Given a list like this:

35
20
15
25
47
40
62
55
65
95
102
117
150
182
127
219
299
277
309
576

Find the number where: n26 === and possible sum of two numbers from n0 - n25

Going through the list splitting it and making a set of all possible sums is a valid thing to do given the size of the dataset. There should only be 25*25 calculations, so worst case scenario (the last item is the one), we'll do 1000 * 625 sums. Should be fine.

9b

We need to be slightly smarter this time around. Because now it's not about the sum of two numbers (2^25), but the sum of any of the items (25^25) that sum up to the number found previously.
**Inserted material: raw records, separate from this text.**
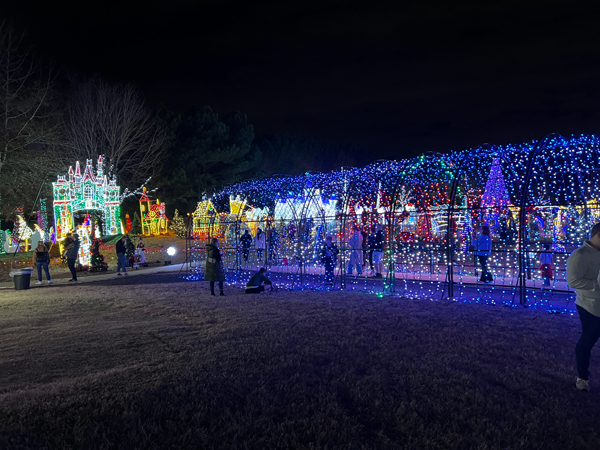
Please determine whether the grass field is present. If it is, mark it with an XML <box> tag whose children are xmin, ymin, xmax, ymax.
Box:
<box><xmin>0</xmin><ymin>274</ymin><xmax>600</xmax><ymax>449</ymax></box>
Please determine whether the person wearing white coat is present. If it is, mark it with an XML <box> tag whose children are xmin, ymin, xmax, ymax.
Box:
<box><xmin>254</xmin><ymin>228</ymin><xmax>267</xmax><ymax>265</ymax></box>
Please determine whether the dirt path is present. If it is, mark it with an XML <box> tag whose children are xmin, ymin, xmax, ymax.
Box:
<box><xmin>0</xmin><ymin>274</ymin><xmax>600</xmax><ymax>449</ymax></box>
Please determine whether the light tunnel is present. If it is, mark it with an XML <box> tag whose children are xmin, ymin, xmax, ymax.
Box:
<box><xmin>188</xmin><ymin>134</ymin><xmax>600</xmax><ymax>304</ymax></box>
I think the smartest thing to do is to start at the number that is just under the number we found. Then add towards the right until we're 'over'. When we're over, shi... Scratch that. The numbers are not sorted and the sequence matters... We could brute force it. 12 core xeon, 24 threads, worst case scenario; 3,700,743,415,417,188,468,078,772,226,969,401.04... Hmmm. If our calculation took ps each, that would take us 42,832,678,419,180,422.08 days... There must be a smarter way to do this ;)...

Thinking...

  • We could make a tree, where ever element holds the sum of the two parents. That would be length n + n-1 + n-2 + n-3, which acc. to some math stack exhange means the nth triangular number. Apparently the rule is n(n+1)/2, which means 1000 (1001) / 2 - 500500. That works for me...

So, the plan is;

  • Take a bunch of numbers,

  • Construct a binary tree

  • Go from the root, if the number is too large, go to the smaller of the two, if it's too small, go to the larger

  • If it's exactly correct, walk the left side down to the leaf, and the right side down to the leaf. Sum those

  • So this worked. But only for small tree's. It was a superslow solution, even taking 100 lines of the list took forever. I will however try it overnight if it actually came up with the right solution.

The solution I ended up writing kept a rolling 'size'. We kept increasing the side as we went along, and then, when if we went over the size, decrease it from the left.